Quanto mais se vai dominando. Os códigos linguísticos, suas combinações e resultados, é que a censura se impõe. É preciso driblá-los, para dizê-los de outra forma. Vai que em decorrência disso, antigamente  funcionava-se  como cascata, exuberante. Tirar leite de pedras. É isso.  Escrever é também extrair-se. Foi-se época de transborde. Conhece-se um pouco do código. Daí que vai assim mesmo, conforme sai, ora encolhido, ora avançando sinais. Depois, volta-se ao ponto.  A cachoeira se contém. 
O caso do toque de mãos principia um jeito de gostar.  Dito isso, passa-se bem adiante, aqui e acolá, a maciez dos teclados segue aos borbotões, invadindo sinais.

quarta-feira, 28 de março de 2018

Anelzinho



Você é criança. Uma mão de menina em sua mão. Cantiga de roda ou um carnaval de crianças. Aquela mão ali na sua mão. Você ainda não sabe dizer se ela é bonita ou feia. Você sabe dizer que é bom aquele enlace. Para o resto da vida.



Eu estava tomando uma com os amigos num barzinho de sempre, quando, sem que me desse bem por isso, a um cano do balcão, me vi de conversa com uma senhora que ali fizera compras e comigo ficou numa prosa em que não cabia mais ninguém.

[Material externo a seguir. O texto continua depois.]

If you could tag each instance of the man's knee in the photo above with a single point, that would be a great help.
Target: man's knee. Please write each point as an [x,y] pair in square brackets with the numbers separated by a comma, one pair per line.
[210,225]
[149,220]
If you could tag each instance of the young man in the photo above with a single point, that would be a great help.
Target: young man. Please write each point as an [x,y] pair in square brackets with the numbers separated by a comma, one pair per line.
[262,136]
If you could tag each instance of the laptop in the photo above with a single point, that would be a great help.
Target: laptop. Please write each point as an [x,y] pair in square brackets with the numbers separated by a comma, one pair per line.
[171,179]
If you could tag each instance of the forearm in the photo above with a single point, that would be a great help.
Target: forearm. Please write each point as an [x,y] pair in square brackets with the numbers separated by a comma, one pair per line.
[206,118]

Aos olhos dos companheiros eu já devia estar meio andado nas cervejas: Nei George com aquela mulher judiada; coisas dele.



Coisas minhas:



- Por onde você andou?



- Moro aqui toda vida.



Falou o nome do bairro. Mas nosso assunto era outro.



- Você se lembra?



- Me lembro sim, e te vejo sempre por aqui, mas nunca pensei que você viesse falar comigo.



Não quis perguntar muito sobre sua vida, que imaginei em sua aparência de mulher sofrida, em contraste com que me apresentava, para meio espanto dos que em volta reparavam em nosso diálogo.



- A imagem que eu tenho sua ainda é aquela; custou um pouco te descobrir depois de tanto tempo.



- Pois eu sempre te vejo aqui com amigos.



- Cadê o colar?



Ela deu um sorriso de nostalgia mostrando ausência de alguns dentes, com a mão em socorro imediato:



- Oh, meu Deus; eu tinha roubado de minha prima minutos antes de brincar com você.



Eu devia ter uns nove ou dez anos, e a mãozinha dela encontra até hoje aquecendo a minha, com aquele colar  que ela disse ter “roubado” da prima naquele Carnaval de 1971.



Por isso, ninguém entendia Nei George; mas notei que o garçon, que me viu levar sua freguesa até a porta de saída, com um olhar prolongado nos seus passos com tentativa de elegância, chorava:

.

- Ô doutor, apanha feito o cão do marido..., me  explicou, com lágrimas o garçom.